One of the predicted advantages of using a high-density SNP map is to increase the IC over that of conventional microsatellite sets; this increased IC could, in principle, explain some of the modest differences we observe between the two genome scans. Entropy, a measure of IC, was calculated using Merlin for both microsatellites and SNPs on all chromosomes. Figure 3 shows the entropy plots for chromosomes 6, 12, 13, 21, and X, where evidence for linkage differed between the SNP and microsatellite scans. IC for the SNPs is significantly and uniformly higher than for microsatellites; the mean genomewide entropy is 0.75 (95% CI 0.68–0.79; SD 0.42) for the SNPs and 0.54 (95% CI 0.55–0.57; SD 0.09) for microsatellites (also see fig. D [online only]).

Figure 3.

Figure  3

Entropy values calculated in Merlin for the whole cohort for SNPs (solid line) and microsatellites (dashed line) for chromosomes 6, 12, 13, 21, and X.

Figure D.

Figure  D

Multipoint entropy plots for SNPs (green) versus microsatellites (orange), as calculated using Merlin.

To assess the effects of reduced IC on the SNP scan, a 3,300-SNP map with a median spacing of 1.13 cM (95% CI 1.1–1.15) and a mean heterozygosity of 0.34 was generated and the cohort reanalyzed. There was a significant decrease in genomewide IC (mean 0.65; 95% CI 0.55–0.71; SD 0.05; t=100.3; 13,213 df; P<.0001). In addition, the maximum NPL scores fell substantially for all but a single locus on 6q, at 79 cM (table 1). After analysis with the 1-cM SNP map, only one 6q locus and the HLA locus remained significant at P<.05 (table 1). In fact, the results of the 1-cM SNP linkage analysis more closely resembled those of the initial microsatellite genome scan, suggesting that higher IC in the full set of 10,423 SNPs contributed to observed differences between the microsatellite and SNP genome scans.

LD

Algorithms that estimate identity-by-descent (IBD) sharing probabilities in Merlin assume linkage equilibrium between all markers; in fact, these algorithms have been shown to be unreliable when there is strong LD between markers (Schaid et al. 2002). Given the high density of this SNP marker set, we were interested in determining whether some of our linkage results might have been due to possible LD between SNPs. As a first step, we assessed the extent of LD by calculating pairwise LD statistics for SNPs on all chromosomes. There was, indeed, evidence of LD and of haplotype blocks for small clusters of SNPs on all chromosomes. Figure 4 shows LD measurements across the 40-cM region on chromosome 6 under the peak of linkage. Several clusters of two to six SNPs demonstrated LD; 45% of SNPs had an r2>0.4 for at least one pairwise comparison. The results from this chromosome were typical of the entire genome; therefore, we sought to explore the effects of LD on the results in two ways. First, all but a single SNP from groups of SNPs in LD were removed. This led to a very slight increase in NPL score for peaks on chromosomes 6 and 13 and a modest reduction in NPL score on chromosomes 12 and 21 (fig. E [online only]) and chromosome X (data not shown). However, removing SNPs in LD also resulted in a concomitant decrease in IC, due to marker loss. For example, IC at the peak on chromosome 13 dropped from 0.76 to 0.61 when markers in LD were removed, thus making it difficult to assess whether modest effects on the evidence for linkage were due to LD or to losses in IC.

Figure 4.

Figure  4

Pairwise LD for 106 SNPs mapping to a 40-cM (35–75 cM) region on chromosome 6 under the peak of linkage at HLA*DRB1. Measures of r2 are shown in the upper triangle, and measures of D′ are shown in the lower triangle.

Figure E.

Figure  E

Changes in multipoint NPL scores for all SNPs (green) and the removal of all but one SNP in LD (orange).

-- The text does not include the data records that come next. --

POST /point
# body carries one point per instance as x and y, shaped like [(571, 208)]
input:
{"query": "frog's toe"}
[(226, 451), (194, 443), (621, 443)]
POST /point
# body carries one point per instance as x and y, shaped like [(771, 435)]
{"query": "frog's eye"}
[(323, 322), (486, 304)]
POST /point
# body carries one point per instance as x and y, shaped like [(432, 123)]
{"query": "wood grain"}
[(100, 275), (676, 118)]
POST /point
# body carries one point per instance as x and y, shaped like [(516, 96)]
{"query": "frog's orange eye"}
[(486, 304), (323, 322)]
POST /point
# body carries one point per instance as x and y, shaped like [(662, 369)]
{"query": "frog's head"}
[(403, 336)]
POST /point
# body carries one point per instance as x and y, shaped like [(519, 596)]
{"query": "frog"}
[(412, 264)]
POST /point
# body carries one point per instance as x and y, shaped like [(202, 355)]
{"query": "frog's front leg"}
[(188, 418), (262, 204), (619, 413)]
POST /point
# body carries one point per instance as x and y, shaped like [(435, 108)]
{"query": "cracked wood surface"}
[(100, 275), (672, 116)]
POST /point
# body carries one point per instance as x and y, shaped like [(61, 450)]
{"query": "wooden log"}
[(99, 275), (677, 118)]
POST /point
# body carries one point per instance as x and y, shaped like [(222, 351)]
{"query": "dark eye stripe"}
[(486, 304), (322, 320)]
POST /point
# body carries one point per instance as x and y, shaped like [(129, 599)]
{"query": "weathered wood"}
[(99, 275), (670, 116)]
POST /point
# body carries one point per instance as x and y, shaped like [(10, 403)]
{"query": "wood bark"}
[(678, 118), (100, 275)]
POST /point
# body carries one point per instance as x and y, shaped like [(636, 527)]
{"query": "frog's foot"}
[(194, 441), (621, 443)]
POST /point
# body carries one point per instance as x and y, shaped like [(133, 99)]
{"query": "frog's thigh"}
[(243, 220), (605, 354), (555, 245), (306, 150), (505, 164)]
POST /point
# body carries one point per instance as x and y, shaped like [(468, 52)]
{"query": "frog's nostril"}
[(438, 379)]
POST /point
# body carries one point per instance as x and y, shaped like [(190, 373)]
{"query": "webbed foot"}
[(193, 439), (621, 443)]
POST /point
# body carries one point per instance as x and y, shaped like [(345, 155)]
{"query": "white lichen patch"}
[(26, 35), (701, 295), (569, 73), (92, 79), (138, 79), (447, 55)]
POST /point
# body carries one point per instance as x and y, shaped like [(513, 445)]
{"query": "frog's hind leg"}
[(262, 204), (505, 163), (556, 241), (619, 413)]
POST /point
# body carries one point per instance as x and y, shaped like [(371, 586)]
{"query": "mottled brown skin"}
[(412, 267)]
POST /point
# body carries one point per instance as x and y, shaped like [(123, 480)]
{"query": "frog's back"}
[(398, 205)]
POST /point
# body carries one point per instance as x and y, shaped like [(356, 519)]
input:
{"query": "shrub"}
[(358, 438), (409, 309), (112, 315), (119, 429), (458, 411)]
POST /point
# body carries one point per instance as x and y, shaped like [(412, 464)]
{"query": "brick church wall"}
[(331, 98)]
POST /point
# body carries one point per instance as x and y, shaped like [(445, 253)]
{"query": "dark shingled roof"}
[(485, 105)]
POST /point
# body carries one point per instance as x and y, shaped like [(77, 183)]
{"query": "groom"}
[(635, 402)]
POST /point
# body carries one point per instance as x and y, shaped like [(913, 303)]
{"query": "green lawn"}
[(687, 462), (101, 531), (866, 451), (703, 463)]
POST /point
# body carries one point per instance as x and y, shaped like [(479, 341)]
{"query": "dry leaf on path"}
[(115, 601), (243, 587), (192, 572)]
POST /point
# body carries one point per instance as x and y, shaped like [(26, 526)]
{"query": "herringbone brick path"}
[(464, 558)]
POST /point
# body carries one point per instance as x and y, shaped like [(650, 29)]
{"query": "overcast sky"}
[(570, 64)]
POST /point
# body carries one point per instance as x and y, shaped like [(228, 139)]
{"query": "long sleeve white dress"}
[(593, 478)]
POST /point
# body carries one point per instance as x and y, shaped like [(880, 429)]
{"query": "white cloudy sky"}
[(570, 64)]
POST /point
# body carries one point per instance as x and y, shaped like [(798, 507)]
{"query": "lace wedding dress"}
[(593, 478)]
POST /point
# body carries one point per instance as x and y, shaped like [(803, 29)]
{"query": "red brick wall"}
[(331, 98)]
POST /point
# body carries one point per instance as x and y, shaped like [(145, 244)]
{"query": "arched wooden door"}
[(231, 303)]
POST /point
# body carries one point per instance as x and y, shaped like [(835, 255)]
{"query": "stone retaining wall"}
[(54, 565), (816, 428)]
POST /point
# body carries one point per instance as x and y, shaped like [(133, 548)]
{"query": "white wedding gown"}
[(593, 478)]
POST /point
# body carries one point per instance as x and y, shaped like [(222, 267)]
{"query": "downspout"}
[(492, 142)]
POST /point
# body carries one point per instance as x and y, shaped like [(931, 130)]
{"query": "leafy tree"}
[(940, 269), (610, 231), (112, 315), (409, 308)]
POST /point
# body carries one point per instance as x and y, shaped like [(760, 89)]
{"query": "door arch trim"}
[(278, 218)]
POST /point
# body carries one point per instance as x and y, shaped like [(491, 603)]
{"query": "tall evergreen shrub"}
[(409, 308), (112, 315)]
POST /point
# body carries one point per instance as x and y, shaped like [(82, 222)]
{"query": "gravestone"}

Second, we employed an alternative method to overcome the inability of Merlin to incorporate LD into estimating IBD sharing probabilities, this time retaining information from all of the SNPs. For the 40-cM region of linkage on chromosome 6 at HLA, we assigned haplotypes to individuals for clusters of SNPs in LD and treated them as single multiallelic markers in the linkage analysis. This also resulted in a decrease in NPL score over the HLA region (maximum NPL score 3.6). Once again, there was a concomitant reduction in IC, in part due to removal of Mendelian errors resulting from lower-probability haplotype assignments. Overall, however, we found the results to be qualitatively similar when SNPs in LD are either retained or removed (fig. E [online only]).

Discussion

This study represents a proof of principle for the use of a high-density SNP marker set in linkage analysis for a complex disease. The SNP genome scan replicated the known HLA locus at a genomewide significance interval (P<.00004) (Lander and Kruglyak 1995) and was performed in a fraction of the time required for the original microsatellite scan, taking a few weeks rather than many months to genotype this cohort. Furthermore, the 1-LOD interval of linkage for the SNPs was 13 cM less than the interval identified for the microsatellite scan. Thus, two major advantages of the high-density SNP scan over microsatellites are the speed of generating genotype data and the considerable savings in downstream fine mapping in this cohort due to better definition of the linkage peaks. A further advantage of the WGSA technology is the sample requirement; genotyping 11,245 SNPs required only 250 ng total of starting genomic DNA, a reduction of more than 10-fold compared with the amount of sample required to genotype 350 microsatellites.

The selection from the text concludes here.